You can convert from a path or from bytes with aptly named convert_from_path and convert_from_bytes.

from pdf2image import convert_from_path, convert_from_bytes

images = convert_from_path("/home/user/example.pdf")

# OR

with open("/home/user/example.pdf") as pdf:
    images = convert_from_bytes(pdf.read())

This is the most basic usage, but the converted images will exist in memory and that may not be what you want since you can exhaust resources quickly with big PDF.

Instead, use an output_folder to avoid using the memory directly. The images will stil be readable and Pillow takes care of loading them on demand.

import tempfile

from pdf2image import convert_from_path


with tempfile.TemporaryDirectory() as path:
    images_from_path = convert_from_path("/home/user/example.pdf", output_folder=path)

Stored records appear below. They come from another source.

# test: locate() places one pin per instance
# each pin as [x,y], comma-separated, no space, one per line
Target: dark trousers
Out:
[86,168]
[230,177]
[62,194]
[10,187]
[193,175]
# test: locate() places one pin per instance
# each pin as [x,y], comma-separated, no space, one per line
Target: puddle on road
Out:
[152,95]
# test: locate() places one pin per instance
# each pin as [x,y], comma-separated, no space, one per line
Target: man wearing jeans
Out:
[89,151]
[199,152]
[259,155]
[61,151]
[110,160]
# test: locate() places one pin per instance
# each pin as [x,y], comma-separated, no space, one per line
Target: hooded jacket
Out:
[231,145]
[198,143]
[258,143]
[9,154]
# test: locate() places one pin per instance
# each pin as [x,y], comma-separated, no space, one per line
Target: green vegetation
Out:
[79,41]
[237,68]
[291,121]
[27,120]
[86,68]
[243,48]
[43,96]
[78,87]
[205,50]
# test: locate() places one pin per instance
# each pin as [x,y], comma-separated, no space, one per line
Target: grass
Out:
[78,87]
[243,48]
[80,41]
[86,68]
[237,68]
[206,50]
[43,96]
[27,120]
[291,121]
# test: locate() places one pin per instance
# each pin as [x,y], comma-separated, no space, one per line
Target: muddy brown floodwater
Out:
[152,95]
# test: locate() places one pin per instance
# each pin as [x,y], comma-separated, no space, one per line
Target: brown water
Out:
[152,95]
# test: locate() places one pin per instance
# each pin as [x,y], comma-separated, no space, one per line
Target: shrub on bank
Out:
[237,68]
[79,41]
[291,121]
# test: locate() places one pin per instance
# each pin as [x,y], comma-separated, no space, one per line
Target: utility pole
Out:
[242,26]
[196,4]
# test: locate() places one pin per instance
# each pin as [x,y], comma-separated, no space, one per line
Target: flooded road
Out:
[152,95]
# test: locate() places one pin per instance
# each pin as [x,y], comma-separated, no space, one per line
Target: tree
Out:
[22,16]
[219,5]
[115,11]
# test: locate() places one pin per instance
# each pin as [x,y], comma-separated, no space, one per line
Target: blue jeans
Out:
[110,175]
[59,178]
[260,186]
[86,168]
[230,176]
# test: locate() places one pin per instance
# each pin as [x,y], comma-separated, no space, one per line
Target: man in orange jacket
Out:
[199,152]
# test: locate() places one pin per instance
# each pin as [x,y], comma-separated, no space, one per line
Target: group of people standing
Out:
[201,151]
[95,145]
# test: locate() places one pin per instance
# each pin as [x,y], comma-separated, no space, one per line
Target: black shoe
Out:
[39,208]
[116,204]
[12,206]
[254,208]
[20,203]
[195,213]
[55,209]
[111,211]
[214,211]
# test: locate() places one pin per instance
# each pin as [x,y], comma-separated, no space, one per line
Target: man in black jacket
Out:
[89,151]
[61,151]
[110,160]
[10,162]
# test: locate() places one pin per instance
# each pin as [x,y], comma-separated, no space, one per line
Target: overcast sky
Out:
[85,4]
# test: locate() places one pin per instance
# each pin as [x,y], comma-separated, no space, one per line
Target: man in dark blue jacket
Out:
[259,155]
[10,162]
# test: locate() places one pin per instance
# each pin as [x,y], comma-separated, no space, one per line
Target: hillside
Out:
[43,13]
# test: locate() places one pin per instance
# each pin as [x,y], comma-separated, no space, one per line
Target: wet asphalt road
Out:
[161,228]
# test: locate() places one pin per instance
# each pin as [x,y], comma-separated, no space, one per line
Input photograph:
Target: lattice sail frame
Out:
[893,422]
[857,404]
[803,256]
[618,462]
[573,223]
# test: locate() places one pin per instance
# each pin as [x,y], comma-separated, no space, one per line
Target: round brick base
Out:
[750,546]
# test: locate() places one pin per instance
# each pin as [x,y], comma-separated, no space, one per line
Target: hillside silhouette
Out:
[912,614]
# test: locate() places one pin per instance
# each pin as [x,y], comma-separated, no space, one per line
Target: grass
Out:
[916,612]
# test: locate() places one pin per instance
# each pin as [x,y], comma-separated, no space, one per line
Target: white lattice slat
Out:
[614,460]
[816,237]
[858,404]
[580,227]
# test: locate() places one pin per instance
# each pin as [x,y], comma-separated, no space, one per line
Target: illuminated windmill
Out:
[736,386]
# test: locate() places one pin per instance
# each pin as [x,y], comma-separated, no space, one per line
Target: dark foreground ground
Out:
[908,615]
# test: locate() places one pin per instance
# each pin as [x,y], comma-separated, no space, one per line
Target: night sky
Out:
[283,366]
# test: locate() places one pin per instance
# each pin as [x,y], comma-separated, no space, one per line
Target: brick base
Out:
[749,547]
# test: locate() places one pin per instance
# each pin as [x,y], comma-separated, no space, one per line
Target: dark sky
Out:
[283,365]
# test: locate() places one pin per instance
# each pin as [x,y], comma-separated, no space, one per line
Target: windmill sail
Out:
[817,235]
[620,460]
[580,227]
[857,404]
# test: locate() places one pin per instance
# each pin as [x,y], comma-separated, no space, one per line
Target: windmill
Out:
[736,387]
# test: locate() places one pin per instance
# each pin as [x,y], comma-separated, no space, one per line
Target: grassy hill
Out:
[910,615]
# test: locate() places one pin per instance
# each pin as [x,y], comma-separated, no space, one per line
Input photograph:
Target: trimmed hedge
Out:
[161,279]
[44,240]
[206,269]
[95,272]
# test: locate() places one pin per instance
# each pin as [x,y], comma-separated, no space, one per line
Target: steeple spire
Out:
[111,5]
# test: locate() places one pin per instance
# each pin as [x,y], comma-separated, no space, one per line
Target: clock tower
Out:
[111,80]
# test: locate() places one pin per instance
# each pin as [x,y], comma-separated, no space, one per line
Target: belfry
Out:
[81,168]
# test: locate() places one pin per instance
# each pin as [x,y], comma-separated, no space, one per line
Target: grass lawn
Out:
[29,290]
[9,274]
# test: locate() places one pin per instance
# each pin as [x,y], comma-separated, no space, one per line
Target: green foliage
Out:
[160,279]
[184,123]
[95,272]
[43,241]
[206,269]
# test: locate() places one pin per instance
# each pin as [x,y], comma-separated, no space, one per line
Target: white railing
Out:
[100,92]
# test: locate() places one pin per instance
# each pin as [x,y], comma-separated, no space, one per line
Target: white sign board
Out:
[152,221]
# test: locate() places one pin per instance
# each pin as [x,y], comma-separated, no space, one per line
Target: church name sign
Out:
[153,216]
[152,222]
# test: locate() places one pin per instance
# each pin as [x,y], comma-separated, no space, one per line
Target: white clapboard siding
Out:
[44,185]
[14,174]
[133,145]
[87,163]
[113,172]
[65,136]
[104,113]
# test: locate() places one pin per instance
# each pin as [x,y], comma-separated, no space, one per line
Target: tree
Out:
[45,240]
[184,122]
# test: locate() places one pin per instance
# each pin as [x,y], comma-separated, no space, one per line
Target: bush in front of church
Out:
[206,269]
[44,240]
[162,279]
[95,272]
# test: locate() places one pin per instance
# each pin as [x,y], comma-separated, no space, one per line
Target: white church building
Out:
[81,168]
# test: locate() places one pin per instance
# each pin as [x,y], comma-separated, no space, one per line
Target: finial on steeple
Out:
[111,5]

Got it? Now by default pdf2image uses PPM as its file format. While the logic if abstracted by Pillow, this is still a raw file format that has no compression and is therefore quite big. Why not use good old JPEG?

images_from_path = convert_from_path("/home/user/example.pdf", fmt="jpeg")

Supported file formats are jpeg, png, tiff and ppm.

For a more in depth description of every parameters, see the reference page.